Erros comuns observados no caso e como
evitá-los
Erro 1: confundir liderança com
autoridade.
Rafael achou que precisava demonstrar força para ser respeitado. Para evitar
esse erro, o líder iniciante deve lembrar que autoridade formal pode fazer as
pessoas obedecerem, mas confiança é construída por meio de clareza, justiça e
exemplo.
Erro 2: falar muito e ouvir pouco.
Ao assumir a equipe, Rafael apresentou cobranças
antes de compreender os
problemas reais. Para evitar esse erro, o líder deve fazer perguntas, ouvir a
experiência da equipe e só depois definir prioridades.
Erro 3: dar orientações amplas demais.
Expressões como “melhorar resultados” ou “ter mais comprometimento” são
importantes, mas vagas. Para evitar confusão, o líder precisa transformar
expectativas em metas, prazos, critérios e responsabilidades.
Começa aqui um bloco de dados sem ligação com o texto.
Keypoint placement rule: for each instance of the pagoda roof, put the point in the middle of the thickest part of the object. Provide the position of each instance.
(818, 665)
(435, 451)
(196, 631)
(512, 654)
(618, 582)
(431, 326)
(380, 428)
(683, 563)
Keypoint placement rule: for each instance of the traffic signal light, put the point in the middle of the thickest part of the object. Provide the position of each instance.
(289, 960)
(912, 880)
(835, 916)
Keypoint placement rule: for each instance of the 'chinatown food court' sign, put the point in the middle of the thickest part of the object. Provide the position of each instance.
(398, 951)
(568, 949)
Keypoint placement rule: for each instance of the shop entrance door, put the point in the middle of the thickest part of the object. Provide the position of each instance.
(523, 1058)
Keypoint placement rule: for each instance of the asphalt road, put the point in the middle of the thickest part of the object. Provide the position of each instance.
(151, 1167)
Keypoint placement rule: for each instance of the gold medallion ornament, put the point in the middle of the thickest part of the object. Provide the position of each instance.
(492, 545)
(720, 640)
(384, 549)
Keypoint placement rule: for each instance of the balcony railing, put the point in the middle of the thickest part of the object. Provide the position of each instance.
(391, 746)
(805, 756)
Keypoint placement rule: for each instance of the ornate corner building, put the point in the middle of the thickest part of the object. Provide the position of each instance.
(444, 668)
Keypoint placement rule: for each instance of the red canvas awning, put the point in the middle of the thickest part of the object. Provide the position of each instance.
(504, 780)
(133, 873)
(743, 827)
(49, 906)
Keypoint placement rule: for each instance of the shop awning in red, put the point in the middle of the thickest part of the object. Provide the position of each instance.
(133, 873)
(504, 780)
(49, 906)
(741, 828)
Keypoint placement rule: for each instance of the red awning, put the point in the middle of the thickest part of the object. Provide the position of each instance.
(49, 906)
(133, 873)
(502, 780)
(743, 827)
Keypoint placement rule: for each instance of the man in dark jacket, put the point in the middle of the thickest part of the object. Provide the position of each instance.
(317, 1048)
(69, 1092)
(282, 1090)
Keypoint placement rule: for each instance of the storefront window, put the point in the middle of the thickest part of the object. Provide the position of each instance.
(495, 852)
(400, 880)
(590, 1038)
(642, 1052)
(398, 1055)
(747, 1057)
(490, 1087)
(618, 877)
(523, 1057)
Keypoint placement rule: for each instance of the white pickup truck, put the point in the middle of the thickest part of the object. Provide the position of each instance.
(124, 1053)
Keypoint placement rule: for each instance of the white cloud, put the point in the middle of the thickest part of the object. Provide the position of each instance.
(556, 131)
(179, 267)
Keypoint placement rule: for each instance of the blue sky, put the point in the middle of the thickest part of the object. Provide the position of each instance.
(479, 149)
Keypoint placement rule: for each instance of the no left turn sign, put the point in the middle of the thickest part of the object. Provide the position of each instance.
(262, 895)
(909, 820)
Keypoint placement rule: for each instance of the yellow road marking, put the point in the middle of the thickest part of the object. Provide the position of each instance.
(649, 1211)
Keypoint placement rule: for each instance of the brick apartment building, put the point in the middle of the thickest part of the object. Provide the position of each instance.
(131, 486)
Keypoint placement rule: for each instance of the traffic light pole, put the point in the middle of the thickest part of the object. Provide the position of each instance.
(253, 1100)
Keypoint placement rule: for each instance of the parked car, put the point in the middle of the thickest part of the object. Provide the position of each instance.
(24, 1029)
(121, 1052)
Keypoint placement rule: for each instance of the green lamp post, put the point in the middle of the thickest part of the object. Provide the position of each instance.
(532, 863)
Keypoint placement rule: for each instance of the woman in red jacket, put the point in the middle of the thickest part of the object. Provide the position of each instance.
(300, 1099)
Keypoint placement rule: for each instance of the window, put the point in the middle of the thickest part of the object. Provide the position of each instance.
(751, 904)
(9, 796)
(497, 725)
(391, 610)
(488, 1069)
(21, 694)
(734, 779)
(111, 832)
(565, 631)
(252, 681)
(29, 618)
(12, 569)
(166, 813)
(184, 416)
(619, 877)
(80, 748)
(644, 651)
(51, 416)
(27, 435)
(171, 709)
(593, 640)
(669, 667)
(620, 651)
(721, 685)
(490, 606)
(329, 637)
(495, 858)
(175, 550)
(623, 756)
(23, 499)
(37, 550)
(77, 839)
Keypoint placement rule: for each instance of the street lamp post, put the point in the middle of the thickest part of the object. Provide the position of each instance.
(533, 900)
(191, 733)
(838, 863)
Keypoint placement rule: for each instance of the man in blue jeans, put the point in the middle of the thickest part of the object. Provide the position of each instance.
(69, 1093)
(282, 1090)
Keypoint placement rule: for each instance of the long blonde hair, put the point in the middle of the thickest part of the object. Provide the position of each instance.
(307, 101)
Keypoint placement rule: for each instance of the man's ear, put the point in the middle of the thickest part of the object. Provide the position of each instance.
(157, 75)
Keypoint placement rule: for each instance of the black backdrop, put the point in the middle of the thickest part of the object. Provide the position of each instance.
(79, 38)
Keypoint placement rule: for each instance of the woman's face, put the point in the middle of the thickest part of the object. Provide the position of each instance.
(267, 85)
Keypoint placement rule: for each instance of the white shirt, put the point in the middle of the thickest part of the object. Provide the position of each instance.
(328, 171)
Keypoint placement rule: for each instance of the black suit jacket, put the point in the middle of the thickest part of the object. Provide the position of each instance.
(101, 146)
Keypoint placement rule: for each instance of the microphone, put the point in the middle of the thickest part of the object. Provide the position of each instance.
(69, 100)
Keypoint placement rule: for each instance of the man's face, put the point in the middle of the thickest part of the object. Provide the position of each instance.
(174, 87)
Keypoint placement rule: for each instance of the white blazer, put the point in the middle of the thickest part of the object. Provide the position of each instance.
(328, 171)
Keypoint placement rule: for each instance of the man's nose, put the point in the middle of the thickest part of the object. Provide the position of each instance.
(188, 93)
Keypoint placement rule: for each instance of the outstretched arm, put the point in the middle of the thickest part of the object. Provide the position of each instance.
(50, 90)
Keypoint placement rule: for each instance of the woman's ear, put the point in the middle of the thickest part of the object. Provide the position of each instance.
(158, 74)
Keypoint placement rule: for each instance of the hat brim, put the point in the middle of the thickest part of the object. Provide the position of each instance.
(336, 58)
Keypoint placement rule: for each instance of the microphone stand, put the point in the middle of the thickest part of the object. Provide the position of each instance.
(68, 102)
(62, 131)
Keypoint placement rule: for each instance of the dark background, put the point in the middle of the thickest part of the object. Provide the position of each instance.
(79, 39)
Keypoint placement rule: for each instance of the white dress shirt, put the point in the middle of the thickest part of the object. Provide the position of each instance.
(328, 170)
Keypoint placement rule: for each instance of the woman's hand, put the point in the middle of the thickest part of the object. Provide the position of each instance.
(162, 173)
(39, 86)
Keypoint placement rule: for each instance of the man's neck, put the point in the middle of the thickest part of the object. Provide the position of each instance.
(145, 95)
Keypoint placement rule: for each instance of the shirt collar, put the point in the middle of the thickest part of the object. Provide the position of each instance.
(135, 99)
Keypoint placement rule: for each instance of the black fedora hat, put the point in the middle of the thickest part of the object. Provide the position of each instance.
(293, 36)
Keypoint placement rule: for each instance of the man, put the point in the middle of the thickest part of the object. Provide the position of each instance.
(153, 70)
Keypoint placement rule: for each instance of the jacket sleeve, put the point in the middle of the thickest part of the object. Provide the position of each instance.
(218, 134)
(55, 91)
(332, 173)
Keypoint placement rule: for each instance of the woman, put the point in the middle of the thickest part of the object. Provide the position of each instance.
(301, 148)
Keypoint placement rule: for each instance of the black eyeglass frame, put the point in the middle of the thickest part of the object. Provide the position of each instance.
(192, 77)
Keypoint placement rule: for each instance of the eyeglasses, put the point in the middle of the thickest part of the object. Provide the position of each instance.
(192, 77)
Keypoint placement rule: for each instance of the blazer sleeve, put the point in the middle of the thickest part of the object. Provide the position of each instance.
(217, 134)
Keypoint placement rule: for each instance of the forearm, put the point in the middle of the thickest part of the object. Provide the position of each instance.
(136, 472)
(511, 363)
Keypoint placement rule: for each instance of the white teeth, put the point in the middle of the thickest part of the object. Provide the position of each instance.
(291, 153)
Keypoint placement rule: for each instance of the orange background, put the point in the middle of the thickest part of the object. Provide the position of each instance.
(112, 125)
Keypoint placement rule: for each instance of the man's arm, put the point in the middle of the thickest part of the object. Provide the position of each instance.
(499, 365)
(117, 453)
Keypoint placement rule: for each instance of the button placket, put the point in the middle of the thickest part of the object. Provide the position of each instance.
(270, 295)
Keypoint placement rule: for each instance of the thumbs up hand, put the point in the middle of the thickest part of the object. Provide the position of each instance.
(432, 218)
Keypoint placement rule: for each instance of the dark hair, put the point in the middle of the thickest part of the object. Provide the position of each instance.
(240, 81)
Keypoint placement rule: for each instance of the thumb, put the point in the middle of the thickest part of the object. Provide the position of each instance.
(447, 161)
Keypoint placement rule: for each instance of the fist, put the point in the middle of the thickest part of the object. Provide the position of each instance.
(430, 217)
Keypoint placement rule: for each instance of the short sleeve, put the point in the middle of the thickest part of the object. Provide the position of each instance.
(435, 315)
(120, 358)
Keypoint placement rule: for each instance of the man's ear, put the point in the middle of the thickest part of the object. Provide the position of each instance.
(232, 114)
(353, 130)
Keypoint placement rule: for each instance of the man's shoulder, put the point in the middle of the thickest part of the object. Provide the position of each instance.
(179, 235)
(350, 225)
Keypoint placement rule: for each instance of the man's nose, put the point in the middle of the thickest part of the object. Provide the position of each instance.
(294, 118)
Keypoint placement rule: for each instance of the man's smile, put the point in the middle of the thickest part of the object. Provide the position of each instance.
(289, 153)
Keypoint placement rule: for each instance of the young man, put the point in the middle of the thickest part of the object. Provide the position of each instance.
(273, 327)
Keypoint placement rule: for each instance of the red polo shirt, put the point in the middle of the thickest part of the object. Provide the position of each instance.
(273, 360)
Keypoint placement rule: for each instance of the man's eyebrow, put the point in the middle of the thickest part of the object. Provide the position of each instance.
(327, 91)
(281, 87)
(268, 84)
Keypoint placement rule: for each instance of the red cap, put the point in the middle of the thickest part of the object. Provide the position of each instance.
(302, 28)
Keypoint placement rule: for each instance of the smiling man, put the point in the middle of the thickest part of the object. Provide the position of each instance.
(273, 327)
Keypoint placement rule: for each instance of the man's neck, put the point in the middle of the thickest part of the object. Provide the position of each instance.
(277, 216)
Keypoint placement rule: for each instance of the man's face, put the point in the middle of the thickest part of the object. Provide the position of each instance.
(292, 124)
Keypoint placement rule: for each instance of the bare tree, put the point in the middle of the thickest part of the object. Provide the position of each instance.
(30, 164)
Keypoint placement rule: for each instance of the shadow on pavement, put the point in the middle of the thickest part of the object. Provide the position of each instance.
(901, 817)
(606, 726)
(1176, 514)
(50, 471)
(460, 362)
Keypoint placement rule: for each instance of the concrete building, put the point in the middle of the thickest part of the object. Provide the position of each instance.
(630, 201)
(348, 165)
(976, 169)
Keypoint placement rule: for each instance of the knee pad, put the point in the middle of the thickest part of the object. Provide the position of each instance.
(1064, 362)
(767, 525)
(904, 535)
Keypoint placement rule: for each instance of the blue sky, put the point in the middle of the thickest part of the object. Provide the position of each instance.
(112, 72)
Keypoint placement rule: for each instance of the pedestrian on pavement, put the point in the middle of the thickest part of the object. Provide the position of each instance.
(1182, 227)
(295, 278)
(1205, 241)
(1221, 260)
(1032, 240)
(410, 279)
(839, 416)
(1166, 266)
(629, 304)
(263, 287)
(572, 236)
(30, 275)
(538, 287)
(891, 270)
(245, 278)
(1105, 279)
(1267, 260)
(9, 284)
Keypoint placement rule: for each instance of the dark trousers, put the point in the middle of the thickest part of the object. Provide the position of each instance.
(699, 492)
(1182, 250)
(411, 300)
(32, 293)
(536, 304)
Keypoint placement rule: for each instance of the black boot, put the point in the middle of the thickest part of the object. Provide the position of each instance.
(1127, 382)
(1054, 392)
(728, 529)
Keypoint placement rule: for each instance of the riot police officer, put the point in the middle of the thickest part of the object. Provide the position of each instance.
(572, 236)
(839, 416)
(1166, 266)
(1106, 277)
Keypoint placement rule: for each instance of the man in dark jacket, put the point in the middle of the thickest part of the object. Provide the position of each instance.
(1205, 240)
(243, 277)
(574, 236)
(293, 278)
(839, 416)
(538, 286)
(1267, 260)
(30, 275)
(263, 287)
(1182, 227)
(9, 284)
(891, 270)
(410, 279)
Erro 4: reagir emocionalmente aos
problemas.
A impaciência de Rafael aumentou o medo da equipe. Para evitar esse erro, o
líder deve reconhecer seus gatilhos emocionais e escolher uma resposta mais
construtiva antes de falar.
Erro 5: tratar erros como fracasso
pessoal.
Rafael interpretava falhas da equipe como ameaça à sua liderança. Para evitar
esse erro, é preciso analisar erros como oportunidade de melhoria, sem deixar
de cobrar responsabilidade.
Erro 6: tentar parecer pronto o tempo
todo.
O líder iniciante pode achar que admitir dúvida reduz sua autoridade. Na
prática, reconhecer que está aprendendo pode aumentar a confiança, desde que
venha acompanhado de ação, responsabilidade e compromisso.
Fechamento do estudo de caso
O módulo 1 mostra que liderança começa antes da técnica. Começa na forma como o líder entende seu papel, observa a si mesmo e aprende com a realidade. Rafael só começou a liderar melhor quando parou de tentar parecer perfeito e passou a agir com mais consciência. Esse é um aprendizado essencial para iniciantes: liderar não é controlar tudo, saber tudo ou acertar sempre. Liderar é criar direção, agir com coerência, ouvir com humildade, aprender com os erros e ajudar a equipe a crescer junto.